All of these monthly expenses may be a lower initial cost, but as everyone seems to want them, and there is the rising costs of rents, fuel, power, and food, and all the while car companies are making it impossible for an owner to perform even the most basic service on, the average person is being priced out of their own life!
So, it seems we are heading back to basics with the inevitable rise of prices, and since we are going to have to select what we want to spend our money on, let me proposition the following idea.
Stop!
Stop buying this crap. You buy a video on from one major online retailer, and you never get a hard medium to keep at your house. They can even change what version you own, changing the content without you knowing. Not the way it was when you had a video you could look back at and see what that line was when it was made, but they would not get away with now. I find it ironic that the same retailer is attempting to launch a vehicle that you can customize and have for yourself as cheap as chips. Where will that go? Will it remain, or os it another hook to get the buyers in, then change the sales model? I dare not invest, because the retailer has a bad reputation of not upholding their business model, and leaving consumers in the lurch. So, stop buying their crap, be it objects designed to fail, or promises to go back to the way things were before they went and fucked it all up!

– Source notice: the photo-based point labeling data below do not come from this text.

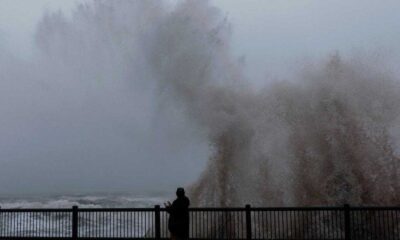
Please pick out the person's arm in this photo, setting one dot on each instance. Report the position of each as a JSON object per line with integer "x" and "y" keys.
{"x": 168, "y": 207}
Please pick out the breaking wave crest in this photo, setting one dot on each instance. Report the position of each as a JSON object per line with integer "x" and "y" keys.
{"x": 326, "y": 137}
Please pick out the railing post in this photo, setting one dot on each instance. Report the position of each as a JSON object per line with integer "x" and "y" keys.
{"x": 248, "y": 222}
{"x": 157, "y": 222}
{"x": 347, "y": 226}
{"x": 75, "y": 222}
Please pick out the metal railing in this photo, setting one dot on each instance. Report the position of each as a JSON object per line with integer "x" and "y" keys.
{"x": 348, "y": 223}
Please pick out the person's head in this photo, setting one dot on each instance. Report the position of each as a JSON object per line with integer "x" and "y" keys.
{"x": 180, "y": 192}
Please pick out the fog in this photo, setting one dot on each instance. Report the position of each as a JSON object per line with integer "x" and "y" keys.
{"x": 85, "y": 111}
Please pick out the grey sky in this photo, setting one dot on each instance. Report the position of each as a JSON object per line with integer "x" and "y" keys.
{"x": 273, "y": 35}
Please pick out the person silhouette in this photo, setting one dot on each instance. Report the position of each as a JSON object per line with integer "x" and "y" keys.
{"x": 178, "y": 222}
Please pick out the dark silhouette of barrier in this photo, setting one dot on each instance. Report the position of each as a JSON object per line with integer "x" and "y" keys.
{"x": 345, "y": 222}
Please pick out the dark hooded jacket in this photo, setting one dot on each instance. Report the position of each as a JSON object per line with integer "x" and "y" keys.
{"x": 178, "y": 223}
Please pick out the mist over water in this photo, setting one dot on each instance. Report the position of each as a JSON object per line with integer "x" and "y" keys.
{"x": 329, "y": 136}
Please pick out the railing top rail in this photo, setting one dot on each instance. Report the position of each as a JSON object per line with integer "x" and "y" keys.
{"x": 198, "y": 209}
{"x": 116, "y": 209}
{"x": 35, "y": 209}
{"x": 375, "y": 208}
{"x": 296, "y": 208}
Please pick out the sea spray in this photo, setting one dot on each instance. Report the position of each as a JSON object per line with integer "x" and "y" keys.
{"x": 323, "y": 138}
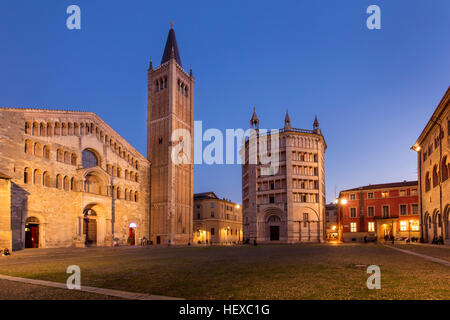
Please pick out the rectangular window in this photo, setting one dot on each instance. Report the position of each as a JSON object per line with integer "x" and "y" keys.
{"x": 415, "y": 208}
{"x": 403, "y": 211}
{"x": 385, "y": 211}
{"x": 403, "y": 225}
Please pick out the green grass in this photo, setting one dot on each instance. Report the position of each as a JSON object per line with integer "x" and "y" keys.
{"x": 245, "y": 272}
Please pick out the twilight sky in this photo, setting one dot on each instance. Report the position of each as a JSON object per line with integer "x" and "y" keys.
{"x": 372, "y": 90}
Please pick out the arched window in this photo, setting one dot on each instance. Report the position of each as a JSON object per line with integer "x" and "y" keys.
{"x": 66, "y": 157}
{"x": 427, "y": 182}
{"x": 37, "y": 177}
{"x": 73, "y": 159}
{"x": 57, "y": 129}
{"x": 49, "y": 130}
{"x": 27, "y": 128}
{"x": 35, "y": 129}
{"x": 89, "y": 159}
{"x": 38, "y": 149}
{"x": 58, "y": 184}
{"x": 66, "y": 183}
{"x": 27, "y": 175}
{"x": 435, "y": 176}
{"x": 42, "y": 130}
{"x": 28, "y": 147}
{"x": 46, "y": 152}
{"x": 59, "y": 155}
{"x": 444, "y": 169}
{"x": 46, "y": 179}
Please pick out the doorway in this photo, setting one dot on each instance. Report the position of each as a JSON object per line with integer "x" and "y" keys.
{"x": 90, "y": 227}
{"x": 32, "y": 233}
{"x": 274, "y": 233}
{"x": 132, "y": 234}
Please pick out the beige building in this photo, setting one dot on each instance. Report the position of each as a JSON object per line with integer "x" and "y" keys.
{"x": 433, "y": 150}
{"x": 68, "y": 179}
{"x": 216, "y": 221}
{"x": 331, "y": 222}
{"x": 288, "y": 205}
{"x": 171, "y": 107}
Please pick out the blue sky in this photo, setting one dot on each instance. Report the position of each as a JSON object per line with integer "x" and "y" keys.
{"x": 372, "y": 90}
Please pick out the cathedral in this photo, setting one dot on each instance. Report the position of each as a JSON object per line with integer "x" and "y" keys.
{"x": 68, "y": 179}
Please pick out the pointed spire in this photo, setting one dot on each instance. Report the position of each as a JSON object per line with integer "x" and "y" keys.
{"x": 287, "y": 121}
{"x": 254, "y": 122}
{"x": 316, "y": 123}
{"x": 171, "y": 49}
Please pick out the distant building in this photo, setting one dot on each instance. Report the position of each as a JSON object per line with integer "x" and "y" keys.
{"x": 216, "y": 221}
{"x": 68, "y": 179}
{"x": 287, "y": 205}
{"x": 331, "y": 221}
{"x": 433, "y": 150}
{"x": 381, "y": 210}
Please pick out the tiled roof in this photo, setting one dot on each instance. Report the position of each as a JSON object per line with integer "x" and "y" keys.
{"x": 385, "y": 186}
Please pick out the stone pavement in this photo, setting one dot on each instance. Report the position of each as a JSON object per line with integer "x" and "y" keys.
{"x": 437, "y": 260}
{"x": 100, "y": 291}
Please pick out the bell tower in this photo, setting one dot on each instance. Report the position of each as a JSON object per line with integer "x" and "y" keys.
{"x": 170, "y": 106}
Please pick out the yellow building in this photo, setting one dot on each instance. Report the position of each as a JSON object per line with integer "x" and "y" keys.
{"x": 216, "y": 221}
{"x": 433, "y": 150}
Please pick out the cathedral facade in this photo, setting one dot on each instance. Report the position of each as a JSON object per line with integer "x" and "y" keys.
{"x": 69, "y": 180}
{"x": 287, "y": 205}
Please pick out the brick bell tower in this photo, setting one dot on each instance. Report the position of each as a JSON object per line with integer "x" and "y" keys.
{"x": 170, "y": 106}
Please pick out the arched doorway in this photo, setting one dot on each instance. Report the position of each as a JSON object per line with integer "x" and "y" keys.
{"x": 132, "y": 234}
{"x": 32, "y": 233}
{"x": 274, "y": 225}
{"x": 426, "y": 226}
{"x": 447, "y": 222}
{"x": 90, "y": 227}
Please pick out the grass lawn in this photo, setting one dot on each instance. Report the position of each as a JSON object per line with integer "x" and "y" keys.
{"x": 243, "y": 272}
{"x": 435, "y": 251}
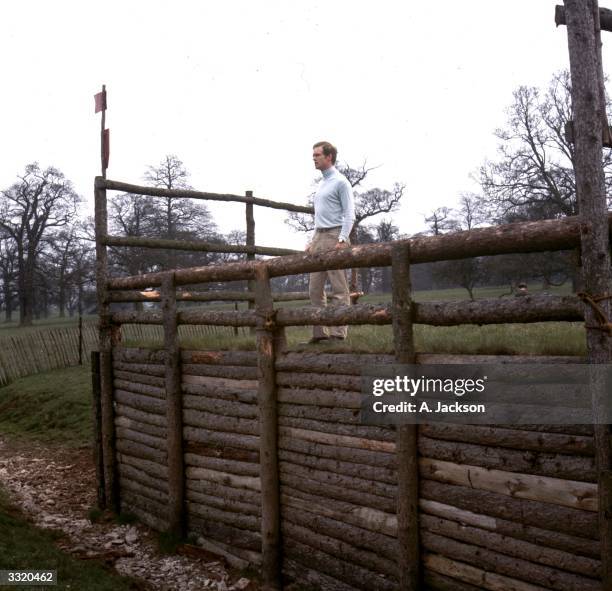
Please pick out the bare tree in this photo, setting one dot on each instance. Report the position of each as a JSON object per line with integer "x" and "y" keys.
{"x": 40, "y": 201}
{"x": 533, "y": 178}
{"x": 8, "y": 272}
{"x": 441, "y": 220}
{"x": 180, "y": 217}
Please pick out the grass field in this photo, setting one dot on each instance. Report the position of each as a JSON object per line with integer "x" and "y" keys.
{"x": 51, "y": 407}
{"x": 54, "y": 407}
{"x": 9, "y": 329}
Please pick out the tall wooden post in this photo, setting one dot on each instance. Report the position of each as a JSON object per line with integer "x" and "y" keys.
{"x": 80, "y": 339}
{"x": 174, "y": 409}
{"x": 102, "y": 141}
{"x": 250, "y": 241}
{"x": 97, "y": 429}
{"x": 106, "y": 346}
{"x": 583, "y": 33}
{"x": 268, "y": 433}
{"x": 406, "y": 441}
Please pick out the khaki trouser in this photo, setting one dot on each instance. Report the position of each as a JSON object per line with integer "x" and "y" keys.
{"x": 324, "y": 241}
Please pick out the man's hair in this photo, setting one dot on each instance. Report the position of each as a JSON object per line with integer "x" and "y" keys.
{"x": 327, "y": 150}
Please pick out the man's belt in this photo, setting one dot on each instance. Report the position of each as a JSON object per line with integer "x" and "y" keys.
{"x": 330, "y": 229}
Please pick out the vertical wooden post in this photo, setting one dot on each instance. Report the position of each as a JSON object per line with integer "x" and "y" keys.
{"x": 250, "y": 241}
{"x": 174, "y": 408}
{"x": 103, "y": 125}
{"x": 268, "y": 433}
{"x": 97, "y": 428}
{"x": 584, "y": 42}
{"x": 111, "y": 484}
{"x": 407, "y": 461}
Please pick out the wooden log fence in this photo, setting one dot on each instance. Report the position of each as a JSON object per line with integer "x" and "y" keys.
{"x": 263, "y": 453}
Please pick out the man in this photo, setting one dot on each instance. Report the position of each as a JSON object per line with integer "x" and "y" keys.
{"x": 334, "y": 217}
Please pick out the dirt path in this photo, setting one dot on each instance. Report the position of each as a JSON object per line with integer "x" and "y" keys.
{"x": 55, "y": 488}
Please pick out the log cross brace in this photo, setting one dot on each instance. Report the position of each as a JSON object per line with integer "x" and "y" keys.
{"x": 600, "y": 315}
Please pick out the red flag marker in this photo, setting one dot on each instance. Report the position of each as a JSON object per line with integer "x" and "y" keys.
{"x": 100, "y": 99}
{"x": 106, "y": 148}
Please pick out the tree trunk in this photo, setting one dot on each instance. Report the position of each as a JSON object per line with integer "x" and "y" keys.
{"x": 26, "y": 293}
{"x": 8, "y": 299}
{"x": 62, "y": 294}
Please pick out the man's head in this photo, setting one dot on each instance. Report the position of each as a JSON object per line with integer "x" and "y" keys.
{"x": 324, "y": 155}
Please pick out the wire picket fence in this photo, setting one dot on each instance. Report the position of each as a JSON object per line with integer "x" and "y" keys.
{"x": 37, "y": 351}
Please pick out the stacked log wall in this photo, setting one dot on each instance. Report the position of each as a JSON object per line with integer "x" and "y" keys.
{"x": 221, "y": 439}
{"x": 500, "y": 506}
{"x": 141, "y": 431}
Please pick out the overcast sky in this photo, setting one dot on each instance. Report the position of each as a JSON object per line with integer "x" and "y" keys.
{"x": 240, "y": 90}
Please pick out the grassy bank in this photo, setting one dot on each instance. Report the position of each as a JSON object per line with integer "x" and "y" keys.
{"x": 50, "y": 407}
{"x": 22, "y": 546}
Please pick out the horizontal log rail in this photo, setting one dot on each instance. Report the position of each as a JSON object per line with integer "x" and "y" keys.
{"x": 522, "y": 237}
{"x": 102, "y": 183}
{"x": 490, "y": 311}
{"x": 206, "y": 296}
{"x": 195, "y": 245}
{"x": 605, "y": 17}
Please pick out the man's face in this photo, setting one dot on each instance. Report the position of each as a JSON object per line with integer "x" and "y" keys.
{"x": 321, "y": 161}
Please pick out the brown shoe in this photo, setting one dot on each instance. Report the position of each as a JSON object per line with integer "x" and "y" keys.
{"x": 316, "y": 340}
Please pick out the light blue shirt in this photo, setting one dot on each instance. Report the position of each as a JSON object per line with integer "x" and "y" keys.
{"x": 334, "y": 203}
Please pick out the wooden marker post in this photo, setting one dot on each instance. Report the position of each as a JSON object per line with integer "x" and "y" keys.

Now, I admit I am a bit old fashioned to begin with. I procured my ideas on melamine and particle board furniture a long time ago while seeing how the structure of such failed, and while looking through antique stores and seeing how furniture used to be made. Yes, some of that failed, too. But in different ways and over different time scales. Back in the late 1800’s and early 1900’s some boards would be glued together with the grain in opposition, then covered with veneer. Yes, the boards cupped and bowed over the years, and eventually the glue gave out. But it was not at the first sign of humidity or water. These were pieces that were north of 80 years old. It was not just an issue of loving the furniture and how it was built in the time, but it built trust.
When I built my woodshop on the farm, I had the option to go any direction I wanted to with it. We had power put out to the building I intended to use, and it was enough to run a variety of machines and dust collectionif I wanted, and to work in tandem with the kids or grandkids in the future, all while running an AC or heat as needed, and a refrigerator if I wanted. But I did not go with power tools, in the end. I have some to do some of the heavy work, but the backbone of the shop is a collection of handplanes built by one of the most reputable manufacturers in the business today. The tools I selected are built to last, and some even have a certain degree of elegance to them that together remind me of my goal with everything I build. Build well, build to last, and build with flourish.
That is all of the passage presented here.